Delayed medical care after diagnosis in a US national probability sample of persons infected with human immunodeficiency virus.

OBJECTIVE

To identify health care and patient factors associated with delayed initial medical care for human immunodeficiency virus (HIV) infection.

DESIGN

Survey of a national probability sample of persons with HIV in care.

SETTING

Medical practices in the contiguous United States.

PATIENTS

Cohort A (N = 1540) was diagnosed by February 1993 and was in care within 3 years; cohort B (N = 1960) was diagnosed by February 1995 and was in care within 1 year of diagnosis.

MAIN OUTCOME MEASURE

More than 3- or 6-month delay.

RESULTS

Delay of more than 3 months occurred for 29% of cohort A (median, 1 year) and 17% of cohort B. Having a usual source of care at diagnosis reduced delay, with adjusted odds ratios (ORs) of 0.61 (95% confidence interval [CI], 0.48-0.77) in cohort A and 0. 70 (95% CI, 0.50-0.99) in cohort B. Medicaid coverage at diagnosis showed lower adjusted ORs of delay compared with private insurance (cohort A: adjusted OR, 0.52; 95% CI, 0.30-0.92; cohort B: adjusted OR, 0.48; 95% CI, 0.27-0.85).

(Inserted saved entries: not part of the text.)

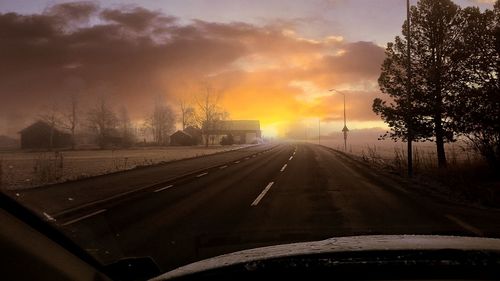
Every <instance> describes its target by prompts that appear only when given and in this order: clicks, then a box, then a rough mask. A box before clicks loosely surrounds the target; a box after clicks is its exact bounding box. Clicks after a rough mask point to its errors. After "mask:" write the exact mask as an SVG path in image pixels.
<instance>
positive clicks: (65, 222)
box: [61, 209, 106, 226]
mask: <svg viewBox="0 0 500 281" xmlns="http://www.w3.org/2000/svg"><path fill="white" fill-rule="evenodd" d="M104 212H106V209H102V210H99V211H95V212H93V213H90V214H87V215H85V216H81V217H79V218H76V219H74V220H70V221H67V222H65V223H63V224H61V225H62V226H66V225H70V224H73V223H75V222H79V221H81V220H84V219H88V218H90V217H93V216H96V215H98V214H100V213H104Z"/></svg>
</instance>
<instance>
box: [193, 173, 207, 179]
mask: <svg viewBox="0 0 500 281" xmlns="http://www.w3.org/2000/svg"><path fill="white" fill-rule="evenodd" d="M206 175H208V173H201V174H199V175H197V176H196V177H197V178H201V177H203V176H206Z"/></svg>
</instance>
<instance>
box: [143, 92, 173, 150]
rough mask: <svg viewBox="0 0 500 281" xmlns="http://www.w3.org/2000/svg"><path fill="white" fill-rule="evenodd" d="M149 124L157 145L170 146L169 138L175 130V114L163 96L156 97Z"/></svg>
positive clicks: (157, 96)
mask: <svg viewBox="0 0 500 281" xmlns="http://www.w3.org/2000/svg"><path fill="white" fill-rule="evenodd" d="M147 124H148V127H149V128H150V129H151V131H152V133H153V137H154V140H155V142H156V144H158V145H166V144H168V140H169V136H170V134H171V133H172V132H173V131H174V129H175V114H174V112H173V110H172V109H171V108H170V107H169V106H168V105H167V104H166V103H165V101H164V99H163V97H162V96H156V97H155V100H154V108H153V113H152V114H151V116H149V118H148V121H147Z"/></svg>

Compared with whites, Latinos had 53% and 95% higher adjusted ORs of delay (P<.05) in cohorts A and B, respectively, and African Americans had a higher adjusted OR in cohort A (1.56; 95% CI, 1.19-2.04). The health care factors showed similar effects on delay of greater than 6 months.

CONCLUSIONS

Medicaid insurance and a usual source of care were protective against delay after HIV diagnosis. After full adjustment, delay was still greater for Latinos and, to a lesser extent, African Americans compared with whites.